Услуживая своей даме и мало-помалу увлекая ее блестящей остроумной беседой, Рауль всматривался в нее, все более и более заинтересованный. Дорогой жемчуг, украшавший ее шею и голову, доказывал ему, что он имеет дело с богатой женщиной, а манеры и речь, что женщина эта принадлежит к обществу. Все в ней, что только можно было видеть, обличало молодость и красоту. Кто же это мог быть?

Руфь же в свою очередь, несмотря на то тяжелое чувство, которое испытывала, поддавалась впечатлению чарующей беседы. Эта рыцарская любезность, деликатная лесть и пламенный пленительный взгляд, жадно искавший ее взгляда, были чем-то новым для нее, одинокой, брошенной, едва терпимой в доме мужа. Благосклонно взглянула она на своего красивого собеседника, невольно сравнивая холодного, мрачного Самуила с этим милым молодым человеком, каждое слово, каждый жест которого были данью ее полускрытой красоте. Под этим впечатлением разговор становился все более и более оживленным. Между тем любопытство и нетерпение Рауля достигли своего апогея: не выдержав более, он неожиданно наклонился и смелой рукой быстро сорвал маску. Лицо Руфи вспыхнуло.

– Это нечестно с вашей стороны! – воскликнула она, сверкая глазами.

Пораженный и очарованный ее пышной красотой, Рауль с минуту оставался без слов, а затем опустился на колени и прильнул губами к ее руке.
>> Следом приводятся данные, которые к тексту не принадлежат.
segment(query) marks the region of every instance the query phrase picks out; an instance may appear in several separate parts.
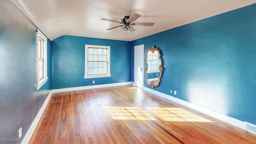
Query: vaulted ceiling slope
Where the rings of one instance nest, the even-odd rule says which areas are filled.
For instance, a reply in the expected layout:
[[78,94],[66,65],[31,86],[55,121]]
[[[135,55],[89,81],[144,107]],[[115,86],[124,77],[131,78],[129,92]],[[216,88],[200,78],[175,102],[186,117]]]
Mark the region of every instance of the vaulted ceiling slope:
[[[252,4],[256,0],[12,0],[51,40],[63,35],[131,41]],[[154,22],[107,30],[134,13],[135,22]],[[125,39],[126,34],[127,39]]]

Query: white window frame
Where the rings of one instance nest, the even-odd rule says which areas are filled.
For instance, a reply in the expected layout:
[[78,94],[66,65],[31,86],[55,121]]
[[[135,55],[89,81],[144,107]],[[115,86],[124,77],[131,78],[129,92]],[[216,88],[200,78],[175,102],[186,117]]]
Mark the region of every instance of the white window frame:
[[[84,79],[94,78],[98,77],[110,77],[110,46],[105,45],[84,45]],[[106,74],[102,75],[88,75],[88,47],[96,47],[106,48],[107,50],[107,59],[108,60],[107,66],[108,71]]]
[[[48,77],[47,77],[47,37],[40,30],[36,30],[36,61],[37,61],[37,67],[36,67],[36,71],[37,73],[37,84],[36,85],[36,89],[38,90],[42,87],[45,83],[47,81],[48,79]],[[44,39],[44,63],[43,63],[43,67],[44,67],[44,75],[43,77],[41,79],[39,79],[39,59],[38,57],[39,47],[38,45],[38,40],[39,38],[40,37],[41,38]]]

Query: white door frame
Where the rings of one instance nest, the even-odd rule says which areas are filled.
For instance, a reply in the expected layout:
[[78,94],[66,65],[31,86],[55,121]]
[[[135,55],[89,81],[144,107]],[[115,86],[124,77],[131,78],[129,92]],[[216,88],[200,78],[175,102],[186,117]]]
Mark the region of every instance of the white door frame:
[[[134,85],[142,89],[144,86],[144,44],[134,46]],[[139,67],[138,70],[138,67]],[[141,72],[141,73],[139,73],[140,71]],[[138,75],[140,75],[140,77],[138,77]]]

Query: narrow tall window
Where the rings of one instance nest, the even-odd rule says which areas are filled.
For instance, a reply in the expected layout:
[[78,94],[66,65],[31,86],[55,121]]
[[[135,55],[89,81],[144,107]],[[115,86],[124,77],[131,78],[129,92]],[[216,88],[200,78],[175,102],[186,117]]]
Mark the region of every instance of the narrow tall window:
[[85,79],[111,76],[110,48],[108,46],[85,45]]
[[47,38],[39,30],[37,32],[37,85],[39,89],[47,81]]
[[45,40],[41,36],[38,37],[38,53],[39,66],[38,71],[39,72],[38,79],[39,80],[44,78],[44,43]]

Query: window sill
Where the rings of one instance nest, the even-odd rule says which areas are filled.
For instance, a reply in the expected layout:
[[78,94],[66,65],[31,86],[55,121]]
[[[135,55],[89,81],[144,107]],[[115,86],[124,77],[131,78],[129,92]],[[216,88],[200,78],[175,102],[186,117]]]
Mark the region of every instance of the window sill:
[[159,69],[157,69],[157,70],[153,70],[152,71],[147,71],[147,73],[157,73],[157,72],[160,72],[160,71],[159,71]]
[[44,84],[46,82],[46,81],[47,81],[48,79],[48,77],[44,78],[42,79],[41,80],[40,80],[40,81],[39,81],[39,82],[37,85],[37,87],[36,87],[37,89],[38,90],[39,89],[40,89],[40,88],[42,87],[42,86],[43,85],[44,85]]
[[110,74],[107,75],[88,75],[84,76],[84,79],[96,78],[98,77],[110,77]]

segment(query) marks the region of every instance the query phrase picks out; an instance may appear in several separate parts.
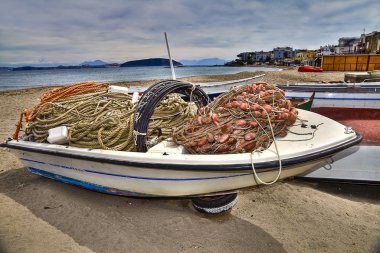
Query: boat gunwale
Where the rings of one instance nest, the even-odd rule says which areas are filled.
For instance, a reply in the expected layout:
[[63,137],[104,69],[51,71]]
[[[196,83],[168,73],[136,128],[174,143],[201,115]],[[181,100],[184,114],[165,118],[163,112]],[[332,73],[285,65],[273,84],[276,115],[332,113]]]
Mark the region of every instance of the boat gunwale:
[[[342,151],[351,146],[357,145],[362,140],[362,135],[356,133],[356,137],[345,141],[343,143],[339,143],[333,147],[316,151],[310,154],[301,155],[293,158],[283,159],[281,160],[282,167],[286,169],[288,166],[293,166],[295,164],[301,164],[305,162],[309,162],[312,160],[320,160],[324,157],[329,157],[334,155],[335,153]],[[117,160],[110,159],[104,157],[94,157],[94,156],[86,156],[82,154],[74,154],[74,153],[66,153],[59,151],[50,151],[50,150],[42,150],[36,147],[26,147],[26,146],[17,146],[11,145],[8,141],[1,143],[0,147],[5,147],[9,149],[23,150],[28,152],[46,154],[46,155],[54,155],[54,156],[62,156],[65,158],[73,158],[79,160],[87,160],[92,162],[101,162],[115,165],[124,165],[124,166],[132,166],[132,167],[141,167],[146,169],[165,169],[165,170],[178,170],[178,171],[241,171],[241,170],[252,170],[251,163],[242,163],[242,164],[172,164],[172,163],[148,163],[148,162],[138,162],[138,161],[126,161],[126,160]],[[164,154],[163,154],[164,155]],[[278,160],[271,160],[267,162],[259,162],[254,163],[255,169],[259,170],[268,170],[277,168],[279,165]],[[181,169],[178,169],[180,167]]]

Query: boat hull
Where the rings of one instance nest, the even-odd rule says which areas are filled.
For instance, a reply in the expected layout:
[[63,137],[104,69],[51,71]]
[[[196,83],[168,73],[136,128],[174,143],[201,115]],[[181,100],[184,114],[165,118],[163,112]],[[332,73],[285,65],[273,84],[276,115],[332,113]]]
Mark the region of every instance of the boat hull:
[[[253,171],[180,171],[173,169],[139,168],[98,163],[16,151],[16,155],[32,173],[61,182],[109,194],[168,197],[194,196],[225,192],[258,185]],[[325,164],[327,158],[283,168],[280,179],[292,177]],[[276,178],[278,167],[259,171],[260,179]]]
[[380,83],[278,86],[288,99],[308,98],[315,91],[311,111],[350,126],[363,136],[358,147],[333,156],[331,164],[303,177],[380,182]]
[[300,177],[380,182],[379,164],[380,146],[358,145],[332,156],[328,164]]
[[200,196],[255,186],[320,167],[362,137],[331,119],[299,110],[307,126],[295,124],[277,145],[239,154],[189,154],[163,141],[147,152],[85,149],[9,140],[0,146],[14,152],[33,173],[102,192],[132,196]]

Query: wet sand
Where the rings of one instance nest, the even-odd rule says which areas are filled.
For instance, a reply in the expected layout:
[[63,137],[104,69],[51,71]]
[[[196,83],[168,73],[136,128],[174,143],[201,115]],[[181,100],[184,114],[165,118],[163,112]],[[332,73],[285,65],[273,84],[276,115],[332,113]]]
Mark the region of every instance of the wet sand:
[[[263,80],[327,82],[343,76],[284,70]],[[44,90],[0,93],[0,139],[13,133],[19,112],[36,104]],[[28,173],[6,150],[0,159],[0,252],[380,252],[379,185],[289,179],[244,189],[230,213],[208,216],[188,199],[110,196]]]

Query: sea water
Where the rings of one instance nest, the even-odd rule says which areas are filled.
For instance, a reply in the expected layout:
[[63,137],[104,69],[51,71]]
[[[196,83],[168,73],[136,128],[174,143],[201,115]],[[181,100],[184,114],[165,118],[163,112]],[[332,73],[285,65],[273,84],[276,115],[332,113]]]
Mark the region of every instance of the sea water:
[[[277,71],[262,67],[180,67],[176,77],[235,74],[243,71]],[[84,81],[119,82],[170,79],[167,67],[111,67],[83,69],[49,69],[9,71],[0,70],[0,90],[16,90],[31,87],[58,86]]]

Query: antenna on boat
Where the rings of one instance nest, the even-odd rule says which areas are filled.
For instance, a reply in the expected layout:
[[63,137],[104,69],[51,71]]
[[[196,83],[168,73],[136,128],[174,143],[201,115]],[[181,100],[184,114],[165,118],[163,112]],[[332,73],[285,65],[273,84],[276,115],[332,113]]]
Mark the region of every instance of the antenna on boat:
[[174,67],[173,67],[172,57],[170,56],[169,43],[168,43],[168,36],[166,35],[166,32],[164,32],[164,34],[165,34],[165,40],[166,40],[166,47],[167,47],[167,49],[168,49],[170,69],[172,70],[172,79],[175,80],[175,72],[174,72]]

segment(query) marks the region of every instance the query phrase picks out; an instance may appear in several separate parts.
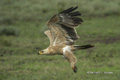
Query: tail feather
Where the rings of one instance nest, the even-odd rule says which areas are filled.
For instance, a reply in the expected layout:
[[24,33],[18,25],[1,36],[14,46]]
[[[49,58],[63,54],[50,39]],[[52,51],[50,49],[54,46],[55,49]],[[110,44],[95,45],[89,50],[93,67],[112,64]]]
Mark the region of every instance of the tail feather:
[[90,45],[90,44],[88,44],[88,45],[82,45],[82,46],[80,46],[80,45],[74,45],[73,47],[74,47],[75,50],[80,50],[80,49],[92,48],[92,47],[94,47],[94,45]]

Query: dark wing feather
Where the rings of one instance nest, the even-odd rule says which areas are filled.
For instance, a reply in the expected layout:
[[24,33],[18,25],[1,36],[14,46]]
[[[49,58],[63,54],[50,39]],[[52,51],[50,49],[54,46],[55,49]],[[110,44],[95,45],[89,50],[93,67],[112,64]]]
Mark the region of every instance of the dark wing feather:
[[81,16],[79,11],[73,12],[77,8],[78,6],[64,10],[58,15],[53,16],[48,21],[47,25],[51,31],[54,40],[57,37],[57,40],[59,40],[58,42],[66,40],[67,43],[73,44],[74,41],[79,38],[75,31],[75,27],[77,27],[83,21],[79,17]]

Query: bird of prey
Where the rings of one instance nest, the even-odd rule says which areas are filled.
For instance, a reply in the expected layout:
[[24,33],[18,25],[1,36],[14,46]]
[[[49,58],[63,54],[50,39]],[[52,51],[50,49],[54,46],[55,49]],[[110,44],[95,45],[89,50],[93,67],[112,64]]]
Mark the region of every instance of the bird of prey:
[[77,72],[77,59],[73,51],[87,49],[93,45],[73,45],[79,38],[76,32],[76,27],[83,22],[80,18],[81,13],[74,11],[78,8],[71,7],[54,15],[47,23],[49,30],[44,33],[50,40],[48,48],[39,51],[40,55],[63,55],[69,62],[74,72]]

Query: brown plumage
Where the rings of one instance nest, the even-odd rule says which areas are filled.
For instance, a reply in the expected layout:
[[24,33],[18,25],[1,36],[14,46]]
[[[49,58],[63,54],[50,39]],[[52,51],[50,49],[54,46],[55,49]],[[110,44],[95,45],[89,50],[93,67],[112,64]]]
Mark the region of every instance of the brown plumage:
[[79,11],[75,11],[78,7],[71,7],[53,16],[47,23],[49,30],[45,34],[50,40],[48,48],[39,51],[39,54],[63,55],[69,62],[74,72],[77,72],[75,66],[77,59],[72,53],[75,50],[87,49],[93,47],[92,45],[73,45],[79,38],[75,28],[81,24],[82,19]]

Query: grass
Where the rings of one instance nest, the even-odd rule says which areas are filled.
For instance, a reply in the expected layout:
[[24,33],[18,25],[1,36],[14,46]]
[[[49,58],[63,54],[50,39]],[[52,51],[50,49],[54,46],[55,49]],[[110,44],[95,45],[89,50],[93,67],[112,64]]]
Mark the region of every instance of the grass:
[[[77,28],[76,44],[95,48],[74,53],[78,59],[75,74],[62,56],[37,53],[49,45],[44,34],[47,20],[76,5],[84,21]],[[119,0],[1,1],[0,80],[119,80],[119,5]]]
[[[112,21],[111,21],[112,19]],[[94,44],[89,50],[76,51],[78,72],[75,74],[62,56],[38,56],[49,45],[42,24],[19,22],[19,36],[1,36],[11,45],[0,46],[0,79],[4,80],[119,80],[119,20],[120,17],[84,18],[77,28],[81,39],[76,44]],[[95,25],[96,24],[96,25]],[[113,27],[115,26],[115,28]],[[34,31],[33,31],[34,29]],[[110,41],[111,40],[111,41]],[[44,42],[45,41],[45,42]],[[43,43],[44,42],[44,43]],[[94,72],[89,74],[88,72]],[[96,74],[95,72],[100,72]],[[104,72],[113,72],[104,73]]]

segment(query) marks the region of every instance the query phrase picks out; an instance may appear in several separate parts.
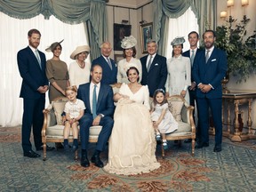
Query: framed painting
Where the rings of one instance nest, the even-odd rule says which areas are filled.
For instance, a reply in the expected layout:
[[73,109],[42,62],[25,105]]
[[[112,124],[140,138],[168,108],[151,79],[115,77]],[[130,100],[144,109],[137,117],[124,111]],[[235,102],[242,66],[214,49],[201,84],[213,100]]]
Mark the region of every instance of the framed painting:
[[147,53],[147,43],[152,39],[153,23],[146,23],[140,25],[140,40],[142,53]]
[[114,23],[114,50],[123,51],[121,42],[124,36],[131,36],[131,25]]

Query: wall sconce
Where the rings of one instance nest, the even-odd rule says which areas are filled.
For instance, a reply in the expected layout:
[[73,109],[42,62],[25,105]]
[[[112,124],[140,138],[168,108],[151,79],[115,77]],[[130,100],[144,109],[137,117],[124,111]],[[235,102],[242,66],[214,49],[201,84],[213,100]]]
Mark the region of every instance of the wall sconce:
[[227,4],[228,4],[228,7],[234,6],[234,0],[228,0]]
[[122,20],[122,24],[123,24],[123,25],[126,25],[128,22],[129,22],[129,20]]
[[225,19],[228,16],[228,12],[226,11],[220,12],[220,18]]
[[245,6],[249,4],[249,0],[241,0],[242,6]]

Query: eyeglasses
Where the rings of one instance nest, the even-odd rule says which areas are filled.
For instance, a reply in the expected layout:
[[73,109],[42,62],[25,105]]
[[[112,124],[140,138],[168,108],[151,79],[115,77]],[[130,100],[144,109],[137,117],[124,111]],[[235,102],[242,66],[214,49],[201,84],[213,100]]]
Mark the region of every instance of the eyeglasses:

– На коленях прошу у вас прощения, но не сожалею о моей дерзости, так как она доставила мне наслаждение любоваться вашей дивной красотой. Нет сомнения, что вы соотечественница Джеммы Торелли, но она – бледная тень перед вами, прелесть моя, несравненная Армида, о которой мечтал Тассо!

В эту минуту князь совершенно забыл милую златокудрую Валерию, все чувства его были покорены этой чудной страстной красавицей, волнение которой делало ее еще более соблазнительной. Он сам не сознавал, какой лаской, какой страстью звучал его голос, какой пламенной мольбой горели его глаза, когда он осыпал ее руки поцелуями, убеждая побыть с ним еще час времени.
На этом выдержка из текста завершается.